The ability to focus, to pay attention for a long time, and to do more than one thing at a time is controlled by the brain. TBI can and often does affect all forms of attention. Attention is important because paying attention is the first step to learning and remembering.
It is not uncommon for a person with a severe TBI to only be able to attend for a few minutes at a time, in the beginning.
What you might see:
- Short attention span, sometimes only minutes in duration
- Easily distracted
- Difficulty in attending to one or more things at a time
- Inability to shift attention from one task or person to the next
- Difficulty completing tasks
How you can help:
- Focus on one task at a time.
- Be sure you have your service member/veteran’s attention before beginning a discussion or task.
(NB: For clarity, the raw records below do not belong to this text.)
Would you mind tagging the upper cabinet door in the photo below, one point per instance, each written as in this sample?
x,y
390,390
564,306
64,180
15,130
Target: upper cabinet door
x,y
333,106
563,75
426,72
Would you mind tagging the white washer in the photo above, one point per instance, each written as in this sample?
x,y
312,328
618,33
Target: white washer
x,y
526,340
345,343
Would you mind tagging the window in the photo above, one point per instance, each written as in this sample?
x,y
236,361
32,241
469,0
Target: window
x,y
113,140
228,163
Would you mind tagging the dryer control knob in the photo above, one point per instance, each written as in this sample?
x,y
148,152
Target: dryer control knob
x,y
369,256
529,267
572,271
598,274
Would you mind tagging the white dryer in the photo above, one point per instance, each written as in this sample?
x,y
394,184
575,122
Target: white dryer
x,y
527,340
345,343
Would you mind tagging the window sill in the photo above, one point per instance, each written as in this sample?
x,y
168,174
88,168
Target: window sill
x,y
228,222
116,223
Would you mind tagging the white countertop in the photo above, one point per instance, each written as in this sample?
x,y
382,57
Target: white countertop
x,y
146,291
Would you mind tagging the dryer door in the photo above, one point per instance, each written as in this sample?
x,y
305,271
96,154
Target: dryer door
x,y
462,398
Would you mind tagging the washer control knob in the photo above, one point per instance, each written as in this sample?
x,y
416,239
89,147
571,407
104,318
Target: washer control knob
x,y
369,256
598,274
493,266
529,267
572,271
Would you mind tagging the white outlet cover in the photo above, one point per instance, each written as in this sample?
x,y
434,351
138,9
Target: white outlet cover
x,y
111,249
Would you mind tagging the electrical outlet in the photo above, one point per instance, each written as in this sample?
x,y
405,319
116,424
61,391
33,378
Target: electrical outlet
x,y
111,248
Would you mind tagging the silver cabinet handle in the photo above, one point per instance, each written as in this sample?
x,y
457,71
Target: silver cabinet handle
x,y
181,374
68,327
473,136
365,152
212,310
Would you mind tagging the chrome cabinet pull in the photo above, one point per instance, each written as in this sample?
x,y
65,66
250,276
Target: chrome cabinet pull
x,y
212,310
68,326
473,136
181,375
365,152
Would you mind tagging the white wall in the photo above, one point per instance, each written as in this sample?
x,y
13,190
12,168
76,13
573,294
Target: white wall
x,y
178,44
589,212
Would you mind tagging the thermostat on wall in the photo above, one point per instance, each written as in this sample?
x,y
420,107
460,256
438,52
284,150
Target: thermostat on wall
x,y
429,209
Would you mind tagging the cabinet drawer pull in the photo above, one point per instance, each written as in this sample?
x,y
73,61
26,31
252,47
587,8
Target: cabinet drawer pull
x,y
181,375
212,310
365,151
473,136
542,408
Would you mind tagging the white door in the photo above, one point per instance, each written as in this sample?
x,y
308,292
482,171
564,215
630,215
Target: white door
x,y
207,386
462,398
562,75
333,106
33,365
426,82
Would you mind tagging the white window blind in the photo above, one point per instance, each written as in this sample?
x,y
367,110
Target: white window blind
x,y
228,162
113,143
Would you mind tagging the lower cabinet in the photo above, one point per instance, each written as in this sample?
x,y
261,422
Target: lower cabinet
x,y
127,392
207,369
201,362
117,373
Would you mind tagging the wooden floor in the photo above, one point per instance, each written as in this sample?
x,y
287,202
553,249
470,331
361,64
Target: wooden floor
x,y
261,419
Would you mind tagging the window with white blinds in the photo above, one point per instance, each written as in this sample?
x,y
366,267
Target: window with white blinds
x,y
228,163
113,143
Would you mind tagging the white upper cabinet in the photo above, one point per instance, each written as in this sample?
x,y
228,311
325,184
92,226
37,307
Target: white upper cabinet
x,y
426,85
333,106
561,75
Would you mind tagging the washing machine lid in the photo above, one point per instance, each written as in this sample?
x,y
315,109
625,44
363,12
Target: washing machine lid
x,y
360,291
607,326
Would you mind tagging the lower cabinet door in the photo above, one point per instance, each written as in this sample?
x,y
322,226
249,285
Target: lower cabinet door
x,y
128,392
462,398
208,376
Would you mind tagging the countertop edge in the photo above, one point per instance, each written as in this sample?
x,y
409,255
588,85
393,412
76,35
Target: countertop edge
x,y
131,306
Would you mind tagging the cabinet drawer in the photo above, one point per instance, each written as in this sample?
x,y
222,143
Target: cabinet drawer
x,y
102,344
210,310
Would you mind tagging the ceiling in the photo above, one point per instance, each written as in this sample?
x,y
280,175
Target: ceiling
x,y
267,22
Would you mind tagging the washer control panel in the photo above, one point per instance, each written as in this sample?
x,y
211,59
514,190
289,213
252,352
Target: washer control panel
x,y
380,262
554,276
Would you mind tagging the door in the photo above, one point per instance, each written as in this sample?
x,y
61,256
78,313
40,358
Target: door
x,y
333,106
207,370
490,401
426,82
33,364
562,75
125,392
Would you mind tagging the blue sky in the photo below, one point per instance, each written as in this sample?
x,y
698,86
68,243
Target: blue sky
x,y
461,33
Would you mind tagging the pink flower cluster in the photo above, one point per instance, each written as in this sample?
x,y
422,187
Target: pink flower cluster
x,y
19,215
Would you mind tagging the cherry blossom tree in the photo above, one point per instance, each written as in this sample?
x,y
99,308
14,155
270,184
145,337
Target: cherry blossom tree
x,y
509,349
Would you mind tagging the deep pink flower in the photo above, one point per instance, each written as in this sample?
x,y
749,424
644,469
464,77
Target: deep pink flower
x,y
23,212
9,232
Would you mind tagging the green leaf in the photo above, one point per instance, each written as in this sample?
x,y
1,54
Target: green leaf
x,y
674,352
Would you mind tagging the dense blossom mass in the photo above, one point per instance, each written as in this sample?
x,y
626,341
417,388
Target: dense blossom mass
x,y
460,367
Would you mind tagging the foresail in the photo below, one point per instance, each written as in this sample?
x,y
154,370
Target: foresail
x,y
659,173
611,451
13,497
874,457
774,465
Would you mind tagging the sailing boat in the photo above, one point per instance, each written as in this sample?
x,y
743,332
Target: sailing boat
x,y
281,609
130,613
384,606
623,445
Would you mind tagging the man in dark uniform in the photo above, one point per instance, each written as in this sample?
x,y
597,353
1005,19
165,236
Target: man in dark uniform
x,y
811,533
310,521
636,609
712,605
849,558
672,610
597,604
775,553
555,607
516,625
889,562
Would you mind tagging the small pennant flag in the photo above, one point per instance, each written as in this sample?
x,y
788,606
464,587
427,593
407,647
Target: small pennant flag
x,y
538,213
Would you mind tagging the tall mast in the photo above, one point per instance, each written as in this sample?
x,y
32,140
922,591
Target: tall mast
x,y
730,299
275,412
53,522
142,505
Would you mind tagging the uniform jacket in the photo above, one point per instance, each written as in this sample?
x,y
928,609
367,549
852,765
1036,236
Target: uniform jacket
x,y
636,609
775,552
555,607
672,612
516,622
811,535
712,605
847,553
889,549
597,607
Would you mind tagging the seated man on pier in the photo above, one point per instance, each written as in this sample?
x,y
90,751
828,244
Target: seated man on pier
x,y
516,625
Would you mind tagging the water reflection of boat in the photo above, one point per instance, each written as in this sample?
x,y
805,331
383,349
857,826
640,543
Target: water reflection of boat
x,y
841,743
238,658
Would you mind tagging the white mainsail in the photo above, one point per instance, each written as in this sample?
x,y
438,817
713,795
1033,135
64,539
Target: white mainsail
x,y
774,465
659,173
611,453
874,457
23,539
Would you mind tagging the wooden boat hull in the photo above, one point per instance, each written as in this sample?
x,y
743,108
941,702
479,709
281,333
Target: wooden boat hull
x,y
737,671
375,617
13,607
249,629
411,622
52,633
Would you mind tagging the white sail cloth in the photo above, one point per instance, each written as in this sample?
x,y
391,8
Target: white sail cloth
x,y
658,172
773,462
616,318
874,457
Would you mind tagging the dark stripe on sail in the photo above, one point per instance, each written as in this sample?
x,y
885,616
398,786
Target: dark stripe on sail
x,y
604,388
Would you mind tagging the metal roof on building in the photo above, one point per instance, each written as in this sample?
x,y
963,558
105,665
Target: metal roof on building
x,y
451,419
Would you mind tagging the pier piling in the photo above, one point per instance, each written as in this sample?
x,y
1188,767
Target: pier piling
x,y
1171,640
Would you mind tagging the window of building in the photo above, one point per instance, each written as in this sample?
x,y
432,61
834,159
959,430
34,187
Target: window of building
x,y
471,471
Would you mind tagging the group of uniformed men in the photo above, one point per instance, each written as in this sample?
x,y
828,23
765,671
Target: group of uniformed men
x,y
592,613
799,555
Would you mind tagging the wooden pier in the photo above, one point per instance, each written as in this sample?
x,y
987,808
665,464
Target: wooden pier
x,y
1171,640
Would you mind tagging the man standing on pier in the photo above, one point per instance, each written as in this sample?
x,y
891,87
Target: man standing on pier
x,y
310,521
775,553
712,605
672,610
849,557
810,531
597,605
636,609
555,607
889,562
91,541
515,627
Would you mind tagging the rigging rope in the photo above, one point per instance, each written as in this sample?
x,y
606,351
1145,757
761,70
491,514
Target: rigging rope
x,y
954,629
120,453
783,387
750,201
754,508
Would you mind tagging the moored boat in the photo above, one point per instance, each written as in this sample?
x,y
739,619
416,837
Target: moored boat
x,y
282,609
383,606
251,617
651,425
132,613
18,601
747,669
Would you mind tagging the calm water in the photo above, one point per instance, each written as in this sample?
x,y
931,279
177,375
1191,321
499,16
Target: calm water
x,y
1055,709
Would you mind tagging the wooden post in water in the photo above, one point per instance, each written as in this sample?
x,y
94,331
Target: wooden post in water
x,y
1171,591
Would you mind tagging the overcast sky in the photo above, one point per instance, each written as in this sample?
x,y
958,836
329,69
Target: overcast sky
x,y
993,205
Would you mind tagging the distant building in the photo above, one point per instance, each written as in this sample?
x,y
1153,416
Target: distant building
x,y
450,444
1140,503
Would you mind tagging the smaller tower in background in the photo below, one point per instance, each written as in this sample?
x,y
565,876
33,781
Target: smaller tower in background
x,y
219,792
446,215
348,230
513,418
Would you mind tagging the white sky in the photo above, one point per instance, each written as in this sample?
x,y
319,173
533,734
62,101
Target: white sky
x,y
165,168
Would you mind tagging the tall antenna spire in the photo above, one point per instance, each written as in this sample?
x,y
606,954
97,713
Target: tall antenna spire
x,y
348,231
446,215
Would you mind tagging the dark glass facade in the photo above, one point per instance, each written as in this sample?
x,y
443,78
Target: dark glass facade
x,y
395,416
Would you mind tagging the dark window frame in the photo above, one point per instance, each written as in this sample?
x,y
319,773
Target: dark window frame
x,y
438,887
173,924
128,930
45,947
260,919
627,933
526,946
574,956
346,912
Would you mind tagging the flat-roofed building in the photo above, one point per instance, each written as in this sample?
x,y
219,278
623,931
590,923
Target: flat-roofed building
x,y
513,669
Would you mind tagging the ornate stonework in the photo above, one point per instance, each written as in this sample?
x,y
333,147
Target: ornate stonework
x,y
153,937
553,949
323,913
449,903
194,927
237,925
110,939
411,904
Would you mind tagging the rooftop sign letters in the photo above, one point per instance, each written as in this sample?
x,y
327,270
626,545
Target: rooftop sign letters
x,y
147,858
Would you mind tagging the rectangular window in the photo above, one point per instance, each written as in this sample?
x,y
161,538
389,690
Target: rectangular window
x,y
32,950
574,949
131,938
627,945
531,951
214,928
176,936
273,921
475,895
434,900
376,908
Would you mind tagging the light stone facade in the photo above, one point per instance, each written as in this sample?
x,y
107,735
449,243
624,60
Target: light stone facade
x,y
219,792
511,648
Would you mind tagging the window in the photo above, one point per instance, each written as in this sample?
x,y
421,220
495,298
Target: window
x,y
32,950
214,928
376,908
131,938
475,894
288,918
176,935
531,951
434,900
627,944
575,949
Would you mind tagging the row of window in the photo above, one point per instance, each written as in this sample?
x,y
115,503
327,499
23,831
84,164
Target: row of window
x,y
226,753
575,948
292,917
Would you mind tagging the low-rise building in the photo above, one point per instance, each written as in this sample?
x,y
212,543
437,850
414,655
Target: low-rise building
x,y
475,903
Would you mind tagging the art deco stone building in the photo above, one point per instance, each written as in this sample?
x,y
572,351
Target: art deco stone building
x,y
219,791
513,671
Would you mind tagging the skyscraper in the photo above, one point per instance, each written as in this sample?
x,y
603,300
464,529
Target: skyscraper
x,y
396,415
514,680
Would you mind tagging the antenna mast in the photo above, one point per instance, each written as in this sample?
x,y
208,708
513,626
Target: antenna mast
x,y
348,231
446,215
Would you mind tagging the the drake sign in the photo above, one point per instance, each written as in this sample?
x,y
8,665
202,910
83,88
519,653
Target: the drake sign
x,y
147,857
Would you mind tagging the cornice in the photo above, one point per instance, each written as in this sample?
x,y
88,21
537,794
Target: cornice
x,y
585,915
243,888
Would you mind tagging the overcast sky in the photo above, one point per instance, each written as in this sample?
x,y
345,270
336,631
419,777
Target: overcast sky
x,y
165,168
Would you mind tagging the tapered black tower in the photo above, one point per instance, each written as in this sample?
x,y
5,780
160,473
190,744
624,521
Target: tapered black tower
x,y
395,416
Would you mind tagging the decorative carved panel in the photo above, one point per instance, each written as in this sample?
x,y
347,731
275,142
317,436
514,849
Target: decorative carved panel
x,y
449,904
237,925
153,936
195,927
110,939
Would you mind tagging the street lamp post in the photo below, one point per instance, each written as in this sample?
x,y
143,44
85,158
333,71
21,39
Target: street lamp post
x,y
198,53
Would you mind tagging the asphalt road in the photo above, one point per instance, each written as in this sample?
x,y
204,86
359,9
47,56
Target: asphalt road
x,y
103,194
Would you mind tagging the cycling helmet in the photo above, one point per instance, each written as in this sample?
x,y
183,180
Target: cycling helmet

- Reduce clutter at home and in the work environment.
- Perform tasks in a quiet environment.
- Remove distractions and noises that you don’t need. As best as possible, use timers (watches, PDAs, or other devices) and checklists in the calendar/memory notebook to help with completion of tasks.
- Refocus attention to the task at hand.
- Expect a short attention span. Schedule rest breaks and/or stop an activity when you notice drifting attention.
- When signs of distraction arise, insert a rest break. (“Let’s do this for another five minutes and then take a 15 minute break.”)
- Present verbal or visual information in limited amounts.